Frontier AI Models Vulnerable to Multi-Turn Attacks Revealed by Cisco
Attackers Refuse to Give Up: Uncovering Multi-Turn AI Attacks on Large Language Models
The notion that large language models can withstand even the most sophisticated cyber threats is being challenged by recent research from Cisco’s AI threat intelligence team.
A Significant Gap Between Publicly Stated Safety Benchmarks and Actual Resilience
An exhaustive analysis of 15 prominent models from OpenAI, Anthropic, Google, Amazon, and xAI reveals a disturbing truth: these models crumble under multi-turn attacks, exposing a significant gap between their publicly stated safety benchmarks and actual resilience.
Single-Turn vs. Multi-Turn: A Tale of Two Worlds
The researchers conducted extensive testing, covering over 30,000 single-turn prompts and nearly 7,000 multi-turn attacks spread across more than 1,400 conversations.
- Results are stark: single-turn and multi-turn evaluation produce drastically different rankings, failure maps, and tail-risk profiles.
- While some models excel in single-turn scenarios, they falter when faced with iterative attacks.
Strategy Families Drive Multi-Turn Outcomes
The researchers identified five key strategy families driving most of the multi-turn outcomes:
- Role-play and persona adoption
- Contextual ambiguity
- Refusal reframing
- Information decomposition
- Crescendo-style escalation
These tactics allow attackers to adapt and refine their approach, exploiting weaknesses in the models’ defenses.

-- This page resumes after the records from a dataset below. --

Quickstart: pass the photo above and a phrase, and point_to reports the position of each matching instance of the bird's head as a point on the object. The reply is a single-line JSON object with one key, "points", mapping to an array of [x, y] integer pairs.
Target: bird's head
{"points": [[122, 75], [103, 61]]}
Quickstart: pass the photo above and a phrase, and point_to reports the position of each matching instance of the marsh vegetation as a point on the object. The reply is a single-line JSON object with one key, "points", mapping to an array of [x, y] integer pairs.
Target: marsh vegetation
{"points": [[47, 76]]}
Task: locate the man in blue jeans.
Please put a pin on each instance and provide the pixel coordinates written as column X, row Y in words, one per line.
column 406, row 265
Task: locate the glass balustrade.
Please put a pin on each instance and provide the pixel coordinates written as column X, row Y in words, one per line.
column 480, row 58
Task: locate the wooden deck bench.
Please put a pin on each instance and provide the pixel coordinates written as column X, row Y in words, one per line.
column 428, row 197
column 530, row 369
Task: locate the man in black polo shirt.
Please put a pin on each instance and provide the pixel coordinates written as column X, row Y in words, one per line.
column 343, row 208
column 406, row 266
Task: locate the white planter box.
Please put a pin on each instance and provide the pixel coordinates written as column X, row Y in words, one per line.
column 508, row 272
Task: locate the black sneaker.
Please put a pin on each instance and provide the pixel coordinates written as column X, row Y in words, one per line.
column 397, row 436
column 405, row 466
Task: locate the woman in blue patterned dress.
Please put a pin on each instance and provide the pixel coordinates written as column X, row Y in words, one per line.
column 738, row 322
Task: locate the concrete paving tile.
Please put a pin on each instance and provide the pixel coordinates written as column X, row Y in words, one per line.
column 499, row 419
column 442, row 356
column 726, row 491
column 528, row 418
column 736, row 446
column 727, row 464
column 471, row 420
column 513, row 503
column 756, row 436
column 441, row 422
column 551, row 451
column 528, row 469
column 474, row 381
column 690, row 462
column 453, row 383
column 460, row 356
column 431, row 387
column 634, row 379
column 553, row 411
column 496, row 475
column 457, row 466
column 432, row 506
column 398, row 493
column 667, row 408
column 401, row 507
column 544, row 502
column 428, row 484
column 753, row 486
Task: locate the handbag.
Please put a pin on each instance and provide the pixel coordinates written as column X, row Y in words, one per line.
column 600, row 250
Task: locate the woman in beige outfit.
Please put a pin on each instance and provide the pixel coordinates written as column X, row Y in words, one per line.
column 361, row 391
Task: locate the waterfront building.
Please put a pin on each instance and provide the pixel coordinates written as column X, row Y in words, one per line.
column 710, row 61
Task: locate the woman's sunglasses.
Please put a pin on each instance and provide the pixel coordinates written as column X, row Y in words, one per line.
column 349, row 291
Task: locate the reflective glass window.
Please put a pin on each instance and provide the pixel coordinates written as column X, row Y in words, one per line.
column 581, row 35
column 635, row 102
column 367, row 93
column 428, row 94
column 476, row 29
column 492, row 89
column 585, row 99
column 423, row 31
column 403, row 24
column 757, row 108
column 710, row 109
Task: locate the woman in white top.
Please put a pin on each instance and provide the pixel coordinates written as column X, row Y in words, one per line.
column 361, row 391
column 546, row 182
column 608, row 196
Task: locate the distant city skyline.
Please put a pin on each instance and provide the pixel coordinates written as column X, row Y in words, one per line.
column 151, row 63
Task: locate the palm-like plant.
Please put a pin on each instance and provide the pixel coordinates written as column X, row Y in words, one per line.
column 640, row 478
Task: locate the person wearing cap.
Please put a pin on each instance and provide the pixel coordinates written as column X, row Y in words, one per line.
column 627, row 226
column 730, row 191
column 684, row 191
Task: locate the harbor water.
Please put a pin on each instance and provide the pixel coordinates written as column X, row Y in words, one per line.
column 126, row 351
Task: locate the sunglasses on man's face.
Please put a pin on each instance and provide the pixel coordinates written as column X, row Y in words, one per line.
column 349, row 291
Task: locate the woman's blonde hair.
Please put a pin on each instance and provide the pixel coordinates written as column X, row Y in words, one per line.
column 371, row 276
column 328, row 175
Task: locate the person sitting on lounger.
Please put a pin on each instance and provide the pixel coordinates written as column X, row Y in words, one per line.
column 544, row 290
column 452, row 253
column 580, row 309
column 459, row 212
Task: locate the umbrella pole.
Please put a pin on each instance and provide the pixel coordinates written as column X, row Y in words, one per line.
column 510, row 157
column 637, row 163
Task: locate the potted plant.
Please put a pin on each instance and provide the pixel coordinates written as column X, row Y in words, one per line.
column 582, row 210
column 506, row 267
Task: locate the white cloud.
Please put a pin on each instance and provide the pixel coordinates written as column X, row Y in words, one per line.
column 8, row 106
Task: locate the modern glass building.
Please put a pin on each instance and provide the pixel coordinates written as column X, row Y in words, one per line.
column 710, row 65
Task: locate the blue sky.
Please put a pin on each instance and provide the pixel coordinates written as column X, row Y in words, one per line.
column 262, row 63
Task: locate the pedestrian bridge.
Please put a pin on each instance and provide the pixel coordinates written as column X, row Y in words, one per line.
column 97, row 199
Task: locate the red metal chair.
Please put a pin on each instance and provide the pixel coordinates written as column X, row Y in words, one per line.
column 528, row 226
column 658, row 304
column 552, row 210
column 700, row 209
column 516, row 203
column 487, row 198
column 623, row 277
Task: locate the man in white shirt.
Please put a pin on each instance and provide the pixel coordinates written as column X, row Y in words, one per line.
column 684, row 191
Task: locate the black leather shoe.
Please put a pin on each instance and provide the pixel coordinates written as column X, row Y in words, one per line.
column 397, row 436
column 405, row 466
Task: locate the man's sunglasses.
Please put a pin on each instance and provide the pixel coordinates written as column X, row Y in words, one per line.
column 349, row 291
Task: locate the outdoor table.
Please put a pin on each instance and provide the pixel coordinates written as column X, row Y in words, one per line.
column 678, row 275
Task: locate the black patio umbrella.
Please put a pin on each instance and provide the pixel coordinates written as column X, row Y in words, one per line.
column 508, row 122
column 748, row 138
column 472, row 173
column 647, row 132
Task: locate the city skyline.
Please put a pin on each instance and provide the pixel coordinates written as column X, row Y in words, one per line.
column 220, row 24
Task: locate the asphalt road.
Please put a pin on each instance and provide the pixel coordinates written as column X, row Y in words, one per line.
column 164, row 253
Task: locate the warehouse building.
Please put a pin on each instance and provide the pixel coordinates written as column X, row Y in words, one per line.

Guardrails Reduce Risk but Fail to Eliminate It
Production deployments of large language models typically incorporate additional safety layers, such as guardrails.
- While these measures help mitigate risks, they cannot eliminate them entirely.
- Amy Chang emphasizes that the base model sets the floor on what any production system can achieve, making it essential to consider the model’s inherent vulnerabilities when evaluating its overall security.
Operational Steps for Organizations Buying or Deploying AI Models
Organizations buying or deploying AI models should prioritize the following operational steps:
- Publish ASR by strategy family on every model release.
- Gate deployments on regressions in the top three procedures and content types using a 3-point threshold.
- Flag any model with a cross-regime gap above 15 points for manual review.